PHP Request Form - I am not sure how to use it

Question

I am hoping that there is someone that can help me with this question. I am a ASP programmer and not sure how this works in PHP

echo '</textarea>
      <input type="hidden" name="g_word" id="g_word" value="$_POST[g_word]" />
      <input type="hidden" name="article_no" id="article_no" value="$_POST[article_no]" />
      </form>';

How do I use the $_POST[article_no] in the example above? In asp I would have used it like this "+Request.Form("article_no")+". How would I do it in PHP?

Thanks

Answer 1

Variables aren't interpreted inside of single quotes. However, they are inside double quoted strings, or heredoc. Personally, I'd switch out of PHP mode entirely, like so:

 <?php
 //...
 ?>
 </textarea><input type="hidden"
 name="g_word" id="g_word"
 value="<?php echo htmlentities($_POST['g_word']); ?>" /> <input
 type="hidden" name="article_no"
 id="article_no"
 value="<?php echo htmlentities($_POST['article_no']); ?>" /></form>
 <?php
 //...

This is even more readable if you do some formatting and use short tags -- although, it requires a non-default configuration option, and there are other disadvantages, primarily if you have XML docs parsed by the PHP interpereter, or your app is going to be installed on servers you don't control.

That'd look like this:

 <form>
   <textarea>
     <?
     //...
     ?>
   </textarea>
   <input type="hidden" name="g_word" id="g_word" value="<?= htmlentities($_POST['g_word']); ?>" /> 
   <input type="hidden" name="article_no" id="article_no value="<?= htmlentities($_POST['article_no']); ?>"/>
 </form>
 <?
 //...

Answer 2

I think I've understood your question; feel free to let me know if not.

In PHP (and many other languages), the number of quotes around a string determines how the string is parsed. If single quotes are used, then nothing in the string is parsed (except for another single quote — it will need to be escaped with a backslash if you intend it to be a part of the string rather than the closequote). If double-quotes are used, more things are parsed, but you accordingly have to do more escaping.

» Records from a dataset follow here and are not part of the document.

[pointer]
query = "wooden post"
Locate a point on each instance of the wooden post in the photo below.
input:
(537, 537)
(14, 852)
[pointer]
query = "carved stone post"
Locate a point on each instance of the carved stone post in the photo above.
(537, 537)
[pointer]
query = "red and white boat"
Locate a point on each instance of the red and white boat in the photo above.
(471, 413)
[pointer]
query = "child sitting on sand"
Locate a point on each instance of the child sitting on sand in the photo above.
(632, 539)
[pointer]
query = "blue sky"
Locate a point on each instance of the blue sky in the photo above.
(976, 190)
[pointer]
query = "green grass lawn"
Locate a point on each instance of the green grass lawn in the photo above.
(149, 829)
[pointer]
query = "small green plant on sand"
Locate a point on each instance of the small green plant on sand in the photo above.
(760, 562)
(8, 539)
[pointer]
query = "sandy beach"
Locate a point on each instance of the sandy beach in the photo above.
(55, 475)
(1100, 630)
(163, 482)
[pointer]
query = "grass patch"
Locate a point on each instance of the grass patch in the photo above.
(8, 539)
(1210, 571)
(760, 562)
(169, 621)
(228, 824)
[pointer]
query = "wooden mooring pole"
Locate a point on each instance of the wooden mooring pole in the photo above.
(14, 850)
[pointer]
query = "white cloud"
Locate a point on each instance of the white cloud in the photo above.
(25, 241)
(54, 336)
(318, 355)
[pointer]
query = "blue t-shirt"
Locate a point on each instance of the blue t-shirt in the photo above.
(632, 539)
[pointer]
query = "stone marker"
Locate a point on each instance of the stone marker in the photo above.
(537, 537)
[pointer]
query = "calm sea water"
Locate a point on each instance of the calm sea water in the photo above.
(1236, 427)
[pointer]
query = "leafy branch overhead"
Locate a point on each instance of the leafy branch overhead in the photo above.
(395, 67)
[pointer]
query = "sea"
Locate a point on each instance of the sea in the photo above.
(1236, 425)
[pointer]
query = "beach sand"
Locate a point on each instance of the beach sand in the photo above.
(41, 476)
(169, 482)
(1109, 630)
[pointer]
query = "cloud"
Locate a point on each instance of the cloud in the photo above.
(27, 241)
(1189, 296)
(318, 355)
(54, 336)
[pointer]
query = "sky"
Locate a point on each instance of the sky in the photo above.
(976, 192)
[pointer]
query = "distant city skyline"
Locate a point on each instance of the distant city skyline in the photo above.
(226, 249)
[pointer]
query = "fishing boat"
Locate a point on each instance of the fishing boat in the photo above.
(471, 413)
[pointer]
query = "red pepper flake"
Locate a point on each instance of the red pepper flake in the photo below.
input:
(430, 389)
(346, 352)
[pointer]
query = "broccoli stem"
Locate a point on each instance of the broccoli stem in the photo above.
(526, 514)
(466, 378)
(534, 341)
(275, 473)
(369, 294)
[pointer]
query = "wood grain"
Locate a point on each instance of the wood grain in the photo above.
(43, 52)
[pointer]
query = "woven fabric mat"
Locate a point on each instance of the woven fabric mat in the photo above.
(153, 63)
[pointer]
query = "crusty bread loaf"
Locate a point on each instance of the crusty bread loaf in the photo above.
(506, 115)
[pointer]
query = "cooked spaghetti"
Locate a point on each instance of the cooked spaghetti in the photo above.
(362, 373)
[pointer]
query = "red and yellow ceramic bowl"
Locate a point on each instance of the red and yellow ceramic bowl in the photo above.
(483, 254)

There are a variety of ways of dealing with inserting variables in strings.

Using double quotes:

echo "</textarea><input type=\"hidden\"
name=\"g_word\" id=\"g_word\"
value=\"$_POST['g_word']\" /> <input
type=\"hidden\" name=\"article_no\"
id=\"article_no\"
value=\"$_POST['article_no']\" /></form>';

Using single quotes:

echo '</textarea><input type="hidden"
name="g_word" id="g_word"
value="' . $_POST['g_word'] . '" /> <input
type="hidden" name="article_no"
id="article_no"
value="' . $_POST['article_no'] . " /></form>';

Or, in my opinion the most elegant way, using (s)printf to return a formatted string:

printf('</textarea><input type="hidden"
name="g_word" id="g_word"
value="%s" /> <input
type="hidden" name="article_no"
id="article_no"
value="%d" /></form>', $_POST['g_word'], $_POST['article_no']);

Answer 3

echo '</textarea><input type="hidden"
name="g_word" id="g_word"
value="'.$_POST['g_word'].'" /> <input
type="hidden" name="article_no"
id="article_no"
value="'.$_POST['article_no'].'" /></form>';

You have to put article_no between '-s.

Answer 4

if you use the solution posted above, please add some basic protection against xss injection - for example htmlentities($_POST['article_no'])

Answer 5

echo '</textarea><input type="hidden"
 name="g_word" id="g_word"
 value="'.$_POST[g_word].'" /> <input
 type="hidden" name="article_no"
 id="article_no"
 value="'.$_POST[article_no].'" /></form>';

Close the single quote, and use a dot to concatonate

$value = "cool";
echo 'My String is ' . $value . '!!!!!';

In this case, the dot is the same as the plus concatenation operator.